EuroPace 2013 Day 1 — New Post up at theHeart.org

Hey all,

I am in Athens Greece covering the European Heart Rhythm Association meeting. It’s called EuroPace 2013. I am here alone, the sole representative of theHeart.org.

My first post is up over at theHeart.org. It concerns the release of a new website for patients with atrial fibrillation called www.afibmatters.org. Truth be told, I came to the press room this morning expecting to write on technical topics, but the website release struck me as remarkable. First, it was surprising that the European Society of Cardiology did not have such a site until today. Second, you know how I feel about the importance of education in treating AF. Third, the site is beautiful on the eyes and comprehensive. AF readers here will find it useful. Finally, the site offers US patients a distinctly euro approach to treating AF. Please note the emphasis on home INR monitoring for warfarin and CHADS-VASC score for assessing stroke risk. These are two aspects of treatment in which the US needs improvement.

Click here to read my first impressions of the new website on theHeart.org.

An important caveat about posts coming out this week: they are being generated quickly so please be patient with the grammar and style. My aim is to get the info out as fast as possible. There are over 1000 papers being presented in the next 4 days.

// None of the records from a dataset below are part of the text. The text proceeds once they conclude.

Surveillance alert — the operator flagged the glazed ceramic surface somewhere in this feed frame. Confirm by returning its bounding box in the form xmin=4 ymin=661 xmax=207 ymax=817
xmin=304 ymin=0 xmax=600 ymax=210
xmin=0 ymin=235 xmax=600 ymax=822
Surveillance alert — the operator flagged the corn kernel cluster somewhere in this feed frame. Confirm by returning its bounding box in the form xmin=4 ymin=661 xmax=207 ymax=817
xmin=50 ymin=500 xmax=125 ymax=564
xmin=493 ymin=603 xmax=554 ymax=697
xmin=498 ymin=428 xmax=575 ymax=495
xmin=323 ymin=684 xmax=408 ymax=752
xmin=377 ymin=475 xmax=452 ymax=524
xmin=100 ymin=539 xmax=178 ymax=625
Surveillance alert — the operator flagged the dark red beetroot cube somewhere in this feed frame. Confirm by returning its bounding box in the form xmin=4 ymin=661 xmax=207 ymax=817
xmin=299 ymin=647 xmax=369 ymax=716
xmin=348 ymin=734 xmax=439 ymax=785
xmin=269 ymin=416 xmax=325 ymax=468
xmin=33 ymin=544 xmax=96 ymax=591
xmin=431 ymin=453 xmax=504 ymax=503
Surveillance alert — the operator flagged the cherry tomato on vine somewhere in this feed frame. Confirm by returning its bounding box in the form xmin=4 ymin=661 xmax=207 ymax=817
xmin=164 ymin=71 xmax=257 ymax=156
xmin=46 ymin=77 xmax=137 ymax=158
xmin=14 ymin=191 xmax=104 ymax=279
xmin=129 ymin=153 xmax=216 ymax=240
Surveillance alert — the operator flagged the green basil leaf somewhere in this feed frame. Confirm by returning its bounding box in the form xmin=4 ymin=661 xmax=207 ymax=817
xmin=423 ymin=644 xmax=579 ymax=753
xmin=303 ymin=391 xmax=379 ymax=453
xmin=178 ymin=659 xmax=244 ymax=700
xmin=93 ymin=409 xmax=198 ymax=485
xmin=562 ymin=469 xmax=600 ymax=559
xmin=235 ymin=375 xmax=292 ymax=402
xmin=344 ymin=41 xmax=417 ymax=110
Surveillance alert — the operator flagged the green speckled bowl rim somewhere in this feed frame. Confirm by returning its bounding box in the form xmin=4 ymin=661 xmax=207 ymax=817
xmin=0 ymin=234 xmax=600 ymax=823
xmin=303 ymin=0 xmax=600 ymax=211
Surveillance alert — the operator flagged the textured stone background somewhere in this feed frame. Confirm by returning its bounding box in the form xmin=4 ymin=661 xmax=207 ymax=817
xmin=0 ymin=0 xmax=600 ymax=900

Here is a view from my hotel window: IMG_3136

JMM

 

2 comments

  1. Dr. Mandrola,

    Thanks for the great article on the new afibmatters.org web site. One of the strengths of the new site is that it is a collaboration between physicians and patients (http://www.afibmatters.org/About/Authors), thus making it most relevant for patients. (Disclaimer: I had the honor of co-authoring the site with a group of distinguished physicians.)

    Enjoy EuroPace (wish I were there)!

    Mellanie

  2. Thanks for your site and comments.

    Re the new AFIB site:

    – not enough content directed at intermittent and occasional AFibbers like me (2-3 times a year). We still have it.
    – not enough emphasis on lifestyle: stress and diet.